A Debugger is a REPL is a Debugger

I love debuggers! The last time I used a debugger seriously was in 2017 or so, when I was still coding in Kotlin. Ive since switched to working with native code, and, sadly gdb and lldb are of almost no help for me. This is because they are mere debuggers, but what I need is a REPL, and a debugger, all in one. In this article I show a more productive way to use debuggers as REPLS.

The trick boils down to two IntelliJ IDEA features, Run to Cursor and Quick Evaluate Expression.

The first feature, run to cursor, resumes the program until it reaches the line where the cursor is at. It is a declarative alternative to the primitive debugger features for stepping into, over, and out rather telling the debugger how to do every single step, you just directly tell it where do you want to be:

The second feature, quick evaluate expression, evaluates selected test in the context of the current stack frame. Crucially, this neednt be some pre-existing expression, you can type new stuff and evaluate it!

Run to cursor sets up the interesting context, and quick evaluate allows you to poke around. This two features completely change how I used debuggers instead of stepping through my program and observing it, I zap between interesting points of its execution and run experiments.

Authors of debuggers & REPLs, take note of these features of the workflow:

Theres no prompt anywhere. The medium of interaction is the 2D program text, not 1D command line. Its a vi interface, not ed interface.

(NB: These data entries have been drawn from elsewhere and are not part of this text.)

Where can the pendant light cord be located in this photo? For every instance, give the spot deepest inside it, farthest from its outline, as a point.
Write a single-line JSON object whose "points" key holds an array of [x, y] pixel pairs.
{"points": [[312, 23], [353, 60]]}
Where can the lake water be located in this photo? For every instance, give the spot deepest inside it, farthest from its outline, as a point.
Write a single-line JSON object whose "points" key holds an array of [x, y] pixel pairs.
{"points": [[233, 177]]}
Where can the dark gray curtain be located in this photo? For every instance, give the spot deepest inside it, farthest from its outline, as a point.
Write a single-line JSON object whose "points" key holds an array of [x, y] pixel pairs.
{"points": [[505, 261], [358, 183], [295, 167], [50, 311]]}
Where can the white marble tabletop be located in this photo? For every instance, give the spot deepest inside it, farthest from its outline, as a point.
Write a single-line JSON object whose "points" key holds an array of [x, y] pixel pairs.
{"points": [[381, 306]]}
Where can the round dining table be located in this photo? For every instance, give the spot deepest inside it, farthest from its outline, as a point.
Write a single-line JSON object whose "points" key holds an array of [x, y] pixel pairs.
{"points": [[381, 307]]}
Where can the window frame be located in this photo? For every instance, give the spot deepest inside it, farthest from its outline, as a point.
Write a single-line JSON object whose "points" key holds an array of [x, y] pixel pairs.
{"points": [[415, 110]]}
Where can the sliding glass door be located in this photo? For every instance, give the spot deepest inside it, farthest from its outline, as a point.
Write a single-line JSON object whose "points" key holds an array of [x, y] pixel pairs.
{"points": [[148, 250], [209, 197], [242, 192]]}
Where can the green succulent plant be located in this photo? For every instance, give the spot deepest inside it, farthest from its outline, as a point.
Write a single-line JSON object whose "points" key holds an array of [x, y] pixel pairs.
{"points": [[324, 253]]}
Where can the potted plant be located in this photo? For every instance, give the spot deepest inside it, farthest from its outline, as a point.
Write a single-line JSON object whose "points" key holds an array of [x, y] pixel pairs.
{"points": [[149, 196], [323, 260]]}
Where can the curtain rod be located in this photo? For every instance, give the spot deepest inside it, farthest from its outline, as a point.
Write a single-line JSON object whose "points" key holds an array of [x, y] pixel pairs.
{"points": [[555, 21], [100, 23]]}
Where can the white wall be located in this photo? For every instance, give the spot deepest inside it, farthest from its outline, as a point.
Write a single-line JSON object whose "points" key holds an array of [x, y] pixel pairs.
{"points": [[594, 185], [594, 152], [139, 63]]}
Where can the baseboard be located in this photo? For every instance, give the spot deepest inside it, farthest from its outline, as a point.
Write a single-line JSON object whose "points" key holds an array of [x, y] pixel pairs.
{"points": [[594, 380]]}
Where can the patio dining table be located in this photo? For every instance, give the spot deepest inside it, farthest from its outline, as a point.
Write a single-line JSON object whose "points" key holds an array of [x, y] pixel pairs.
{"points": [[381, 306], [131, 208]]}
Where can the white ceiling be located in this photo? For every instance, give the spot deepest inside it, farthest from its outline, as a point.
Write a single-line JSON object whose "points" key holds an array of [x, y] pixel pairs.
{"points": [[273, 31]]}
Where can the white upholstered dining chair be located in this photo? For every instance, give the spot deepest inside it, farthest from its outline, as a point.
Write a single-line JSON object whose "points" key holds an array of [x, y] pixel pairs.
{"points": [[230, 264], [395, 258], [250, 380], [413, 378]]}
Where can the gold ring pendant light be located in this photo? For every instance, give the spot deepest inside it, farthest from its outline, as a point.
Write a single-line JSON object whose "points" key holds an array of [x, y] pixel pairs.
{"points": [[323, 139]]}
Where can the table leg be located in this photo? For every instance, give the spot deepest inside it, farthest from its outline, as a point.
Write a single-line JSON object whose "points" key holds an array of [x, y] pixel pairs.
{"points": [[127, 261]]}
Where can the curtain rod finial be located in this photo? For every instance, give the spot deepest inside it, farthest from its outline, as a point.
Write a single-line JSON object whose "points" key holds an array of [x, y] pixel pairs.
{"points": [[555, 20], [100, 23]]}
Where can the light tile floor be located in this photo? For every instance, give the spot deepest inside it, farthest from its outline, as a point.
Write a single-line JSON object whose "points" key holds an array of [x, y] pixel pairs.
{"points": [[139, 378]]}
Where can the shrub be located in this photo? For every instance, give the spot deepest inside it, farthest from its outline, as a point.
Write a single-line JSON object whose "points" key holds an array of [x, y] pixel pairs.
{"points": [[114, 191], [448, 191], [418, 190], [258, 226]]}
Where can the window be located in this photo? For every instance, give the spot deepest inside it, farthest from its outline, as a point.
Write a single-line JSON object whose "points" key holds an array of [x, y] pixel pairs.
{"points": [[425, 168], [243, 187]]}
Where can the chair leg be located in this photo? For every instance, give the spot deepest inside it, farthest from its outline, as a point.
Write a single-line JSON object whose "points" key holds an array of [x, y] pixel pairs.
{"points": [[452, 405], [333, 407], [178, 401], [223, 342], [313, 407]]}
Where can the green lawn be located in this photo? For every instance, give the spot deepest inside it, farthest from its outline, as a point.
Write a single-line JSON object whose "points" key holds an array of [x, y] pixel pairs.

From the debugger side, we support seamless evaluation of new program text in context. When entering new text, you get full code completion experience. I havent used this a tonne, but it should also be possible to reload code with your changes.

From the REPL side, you need breakpoints. Top-level context is rarely interesting! You need to be able to place yourself in the middle of your application, where you have access to all the locals. Debuggers do this via setting breakpoints, but the click-on-the-fringe (or, worse, enter file:line:column textually) UI is atrocious. Theres a perfectly fine pointing device in any editor the cursor. Just get the program execution to that point!